Ici ou là, les médecins progressent,
ils aménagent le soin. C'est ainsi, nous dit Jacques Hochmann dans son petit
livre de la collection "Que sais-je?" L'histoire de la
psychiatrie, que François Leuret,
un élève d’Esquirol, théorise un traitement moral individuel. Pour lui,
la folie essentielle est une erreur de raisonnement, il veut contrarier une
passion par une passion opposée. Les aliénés sont des hommes qui se trompent.
Il faut leur opposer des objections en se servant de l’influence réciproque des
sentiments, les uns servant à chasser les autres. Leuret, nous dit-il
encore," c’est, jusqu’à la caricature, l’apogée du traitement moral fondé
sur la reconnaissance du sujet, mais d’un sujet qui se trompe et qu’il faut au
nom de la raison triomphante, plus qu’au nom des droits de l’homme, convaincre
de son erreur, sans hésiter à le manipuler." Il utilisera ainsi des moyens
répressifs, ou la menace de moyens répressifs, telle la douche froide, pas dans un but simplement répressif, mais,
comme il le dit lui-même, pour "attacher une idée pénible aux actions
désordonnées". Traitement moral individuel dont Jacques Hochmann nous dit
qu'"il annonce, par bien des côtés, nos actuels traitements
cognitivo-comportementalistes." Cette pratique chez un clinicien avéré
est, somme toute, en la replaçant dans le contexte de la psychiatrie de
l'époque et des conceptions de la folie et de leur traitement du moment, plutôt
cohérente. Mais qu’en est-il du regard
des gardiens décrits plutôt comme frustes, brutaux, sur ce type de
traitement ? Ils peuvent interpréter ces pratiques comme une manière
ordinaire de traiter les aliénés, en retenant uniquement leur aspect répressif.

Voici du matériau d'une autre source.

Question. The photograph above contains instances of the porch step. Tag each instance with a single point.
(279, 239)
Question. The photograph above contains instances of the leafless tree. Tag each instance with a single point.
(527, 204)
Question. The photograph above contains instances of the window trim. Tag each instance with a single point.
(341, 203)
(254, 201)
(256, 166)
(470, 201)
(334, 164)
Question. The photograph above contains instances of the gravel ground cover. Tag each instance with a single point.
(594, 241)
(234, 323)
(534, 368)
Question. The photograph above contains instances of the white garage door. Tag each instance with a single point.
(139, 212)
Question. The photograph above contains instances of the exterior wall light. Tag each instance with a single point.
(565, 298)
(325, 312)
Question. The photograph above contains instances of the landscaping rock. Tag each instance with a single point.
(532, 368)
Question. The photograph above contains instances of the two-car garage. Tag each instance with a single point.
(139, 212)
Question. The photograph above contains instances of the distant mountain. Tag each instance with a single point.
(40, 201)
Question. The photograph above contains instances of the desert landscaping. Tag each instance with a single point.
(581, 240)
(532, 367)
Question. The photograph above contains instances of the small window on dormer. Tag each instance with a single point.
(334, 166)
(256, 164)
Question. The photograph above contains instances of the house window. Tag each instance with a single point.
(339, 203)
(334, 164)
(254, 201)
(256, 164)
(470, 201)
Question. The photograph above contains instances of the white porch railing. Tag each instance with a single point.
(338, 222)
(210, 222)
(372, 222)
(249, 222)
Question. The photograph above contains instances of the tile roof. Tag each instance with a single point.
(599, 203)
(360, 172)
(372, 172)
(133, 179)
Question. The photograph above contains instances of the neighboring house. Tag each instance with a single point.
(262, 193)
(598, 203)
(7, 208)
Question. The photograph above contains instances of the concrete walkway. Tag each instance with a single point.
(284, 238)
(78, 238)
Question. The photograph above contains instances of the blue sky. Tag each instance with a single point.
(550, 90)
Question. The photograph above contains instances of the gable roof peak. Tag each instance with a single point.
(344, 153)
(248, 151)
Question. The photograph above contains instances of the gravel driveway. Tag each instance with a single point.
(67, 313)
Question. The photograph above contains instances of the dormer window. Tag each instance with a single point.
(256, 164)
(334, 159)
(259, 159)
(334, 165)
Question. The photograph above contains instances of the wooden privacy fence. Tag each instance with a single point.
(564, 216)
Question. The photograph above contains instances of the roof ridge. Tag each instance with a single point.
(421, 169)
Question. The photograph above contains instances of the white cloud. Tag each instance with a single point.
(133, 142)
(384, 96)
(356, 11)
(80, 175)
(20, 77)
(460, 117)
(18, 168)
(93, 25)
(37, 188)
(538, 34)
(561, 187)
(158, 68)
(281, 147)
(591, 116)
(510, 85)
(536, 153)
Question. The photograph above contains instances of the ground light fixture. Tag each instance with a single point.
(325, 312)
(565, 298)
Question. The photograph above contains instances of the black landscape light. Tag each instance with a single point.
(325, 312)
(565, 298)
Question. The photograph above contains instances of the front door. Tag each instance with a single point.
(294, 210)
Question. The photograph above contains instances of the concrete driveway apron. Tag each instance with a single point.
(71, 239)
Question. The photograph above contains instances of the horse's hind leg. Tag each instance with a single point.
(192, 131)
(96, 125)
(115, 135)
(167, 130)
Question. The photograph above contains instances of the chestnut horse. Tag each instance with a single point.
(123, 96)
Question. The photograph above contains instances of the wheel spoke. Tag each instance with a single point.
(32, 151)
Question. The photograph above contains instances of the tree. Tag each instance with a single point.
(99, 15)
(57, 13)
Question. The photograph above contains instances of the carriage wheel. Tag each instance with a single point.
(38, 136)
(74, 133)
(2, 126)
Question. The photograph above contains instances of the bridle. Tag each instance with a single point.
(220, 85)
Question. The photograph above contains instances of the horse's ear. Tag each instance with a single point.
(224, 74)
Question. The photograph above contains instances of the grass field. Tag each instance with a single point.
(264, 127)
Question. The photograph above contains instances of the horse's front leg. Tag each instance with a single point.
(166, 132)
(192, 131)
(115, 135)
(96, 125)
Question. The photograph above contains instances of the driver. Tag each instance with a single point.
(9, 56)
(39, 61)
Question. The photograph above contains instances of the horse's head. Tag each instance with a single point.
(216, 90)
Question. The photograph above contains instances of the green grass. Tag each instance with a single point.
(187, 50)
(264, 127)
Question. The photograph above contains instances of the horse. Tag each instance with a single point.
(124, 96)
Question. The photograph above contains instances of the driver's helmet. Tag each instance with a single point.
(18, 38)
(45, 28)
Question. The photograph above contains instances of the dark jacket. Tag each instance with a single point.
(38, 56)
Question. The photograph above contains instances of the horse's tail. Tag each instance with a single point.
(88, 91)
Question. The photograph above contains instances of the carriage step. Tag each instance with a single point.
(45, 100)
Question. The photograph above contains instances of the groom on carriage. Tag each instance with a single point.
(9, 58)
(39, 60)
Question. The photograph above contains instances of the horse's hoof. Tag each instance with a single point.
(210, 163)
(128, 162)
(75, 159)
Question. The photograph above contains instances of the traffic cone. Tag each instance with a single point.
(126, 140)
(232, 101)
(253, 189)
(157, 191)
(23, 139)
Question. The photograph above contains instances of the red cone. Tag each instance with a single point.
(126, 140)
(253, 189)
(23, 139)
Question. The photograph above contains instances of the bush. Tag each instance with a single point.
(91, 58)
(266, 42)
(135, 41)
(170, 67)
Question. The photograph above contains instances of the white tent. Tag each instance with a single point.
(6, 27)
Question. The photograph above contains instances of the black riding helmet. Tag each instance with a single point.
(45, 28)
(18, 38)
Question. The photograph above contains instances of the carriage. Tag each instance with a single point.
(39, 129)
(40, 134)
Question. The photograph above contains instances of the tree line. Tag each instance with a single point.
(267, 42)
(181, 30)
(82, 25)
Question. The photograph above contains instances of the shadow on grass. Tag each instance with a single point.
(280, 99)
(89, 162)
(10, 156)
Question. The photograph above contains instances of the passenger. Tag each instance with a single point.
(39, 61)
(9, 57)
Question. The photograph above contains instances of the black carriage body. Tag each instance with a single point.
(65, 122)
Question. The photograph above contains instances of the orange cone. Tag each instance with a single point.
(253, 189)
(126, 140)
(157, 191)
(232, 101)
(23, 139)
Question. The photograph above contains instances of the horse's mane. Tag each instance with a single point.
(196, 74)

On sait combien les punitions, les brimades et les mauvais traitements ont été
utilisées dans les asiles. Je ne crois pas que ces gardiens bénéficiaient alors
d’un espace de réflexion pour théoriser leur pratique et découvrir le sens de
leurs propres comportements, pas plus qu'ils ne bénéficiaient de formations,
initiales ou continues.
La seconde partie du XIXe siècle est la période des « maladies
mentales ». Les médecins aliénistes, installés à demeure dans leurs
tout nouveaux asiles d'aliénés départementaux, ont tout le loisir d'observer
les aliénés, de décrire leurs symptômes et de participer aux progrès et à
l'essor scientifique de l'ensemble de la médecine à laquelle ils appartiennent.
Certains prennent déjà appui sur le modèle anatomo-clinique et peuvent dire,
comme Griesinger," la médecine mentale doit de plus en plus sortir du
cercle étroit auquel elle était astreinte autrefois; il est temps de la
cultiver comme une branche de la pathologie du cerveau et du système nerveux en
général et lui appliquer les méthodes sérieuses de diagnostic usitées
maintenant dans toutes les branches de la médecine ". On sort petit à
petit de la notion de monomanie, on entre dans l’identification différentielle
de maladies diverses, on crée une sémiologie active et on met au point une ou
plusieurs classifications des maladies mentales. Toutes sortes d’hypothèses, de
questionnements, de théories prennent naissance pendant cette période:
l’hérédité, la dégénérescence, etc. Tous ces changements conceptuels
amélioraient certes la clinique des médecins, les ramenaient dans le giron des
sciences médicales, en faisaient des spécialistes, mais dans un environnement
institutionnel, les asiles d'aliénés, non conçus à cet effet, et dans un
environnement culturel où la représentation des maladies mentales restait celle
de la folie une et indivisible, celle de l'aliénation mentale. Et la pratiques
des servants, serviteurs, gardiens, geôliers,concierges, domestiques,
guichetiers, infirmiers, gardes-malades, à de rares exceptions près comme
celles dont nous a parlé Isabelle, restait la même: garder, mater et servir. Et
cela jusqu'au début du XX° siècle.
Avec le début du XXe siècle, vient la
période des grandes structures psychopathologiques. L’influence et les
développements de la psychanalyse, l’inspiration de la phénoménologie, l’apport de la linguistique, de
l’anthropologie sociale, de la neurologie, amènent la psychiatrie à prendre ses
distances avec le modèle des maladies mentales. Le champ de la
psychiatrie, nous dit Lanteri-Laura, se constitue par l’opposition
des structures névrotiques aux structures psychotiques, les premières confinant
à l’existence du sujet normal, et les secondes reprenant en partie à leur
compte ce qu’on entendait par folie, mais qu’on n’osait plus guère appeler
ainsi. Quant à la pathologie démentielle et aux divers états d’arriération,
nous devons bien reconnaître qu’ils ne trouvaient dans ce nouveau repérage que
des places assez malaisées à situer avec rigueur.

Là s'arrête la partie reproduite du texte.